Whittington is well known around Austin, an old-school Texan whose friends include a retired Catholic bishop and who plays cards with a former Texas Supreme Court chief judge. Feisty and outspoken, he is a millionaire real estate investor who is known for a reformer's streak through his service on the Texas Board of Criminal Justice, which oversees the state prison system, and the Texas Funeral Service Commission.

"His dignified presence belies a fierce competitive spirit and antipathy toward government power," the Austin American-Statesman wrote in a profile of Whittington published last July.

Cheney, an avid hunter, usually visits the 50,000-acre Armstrong Ranch, settled in 1882, once a year. He also hunts regularly at sites in Georgia and South Dakota.

The Armstrong family has a long history in Texas Republican politics and has been close to the Bush family, as well as to the vice president.

Tobin Armstrong, Katharine Armstrong's father, was a Pioneer, an elite fundraiser for Bush. After Tobin Armstrong died last October, Cheney spoke at his funeral. Tobin Armstrong described previous outings with Cheney in an Associated Press interview in 2000: "We go out when the dew is still on the grass, and then hunt until we shoot our limit. Then we pick a fine spot and have a wild game picnic lunch."

His wife, Anne Armstrong, served as co-chairman of the Republican National Committee, White House counselor to President Richard M. Nixon, ambassador to Britain for President Gerald R. Ford, and co-chairman of Ronald Reagan's presidential campaign. Bush put her on the board of Texas A&M University when he was governor, and she was on the board of Halliburton when the company hired Cheney.

Katharine Armstrong also was a Bush Pioneer, along with her now ex-husband, Warren Idsal, according to Texans for Public Justice, which monitors political fundraising.

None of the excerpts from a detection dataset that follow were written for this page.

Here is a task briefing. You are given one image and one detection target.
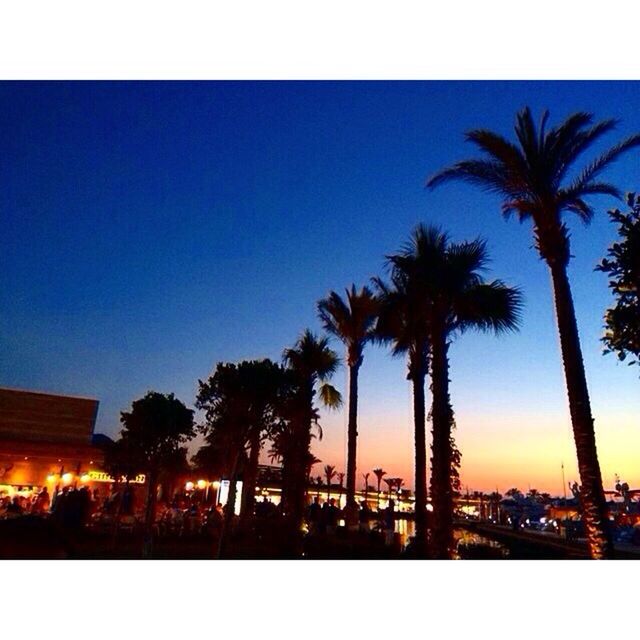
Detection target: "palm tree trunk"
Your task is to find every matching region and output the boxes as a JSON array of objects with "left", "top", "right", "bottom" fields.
[
  {"left": 240, "top": 433, "right": 261, "bottom": 524},
  {"left": 216, "top": 451, "right": 240, "bottom": 559},
  {"left": 142, "top": 462, "right": 158, "bottom": 558},
  {"left": 550, "top": 263, "right": 613, "bottom": 559},
  {"left": 431, "top": 332, "right": 453, "bottom": 559},
  {"left": 346, "top": 363, "right": 360, "bottom": 526},
  {"left": 412, "top": 371, "right": 427, "bottom": 557}
]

As governor, Bush appointed Katharine Armstrong to the Texas Parks and Wildlife Commission, which regulates hunting, among other duties. People familiar with the Saturday outing said that Cheney had obtained the proper seasonal license.

Some Cheney critics pointed out that this is not the first Cheney hunting controversy. Two years ago, the vice president was criticized for going duck hunting with Supreme Court Justice Antonin Scalia soon after the court had agreed to hear Cheney's appeal in an lawsuit related to his energy task force. A month earlier, he had bagged about 70 stocked pheasants at a private shooting club in Pennsylvania.

"Cheney needs to start setting a less violent example by switching to target practice and leaving animals and people in peace," PETA President Ingrid Newkirk said in a statement.

"We'd advise him to pursue a less violent form of relaxation and get on with the important business of leading the country," Wayne Pacelle, president and chief executive of the Humane Society of the United States, said in a statement.

Staff writer Sylvia Moreno in Austin contributed to this report.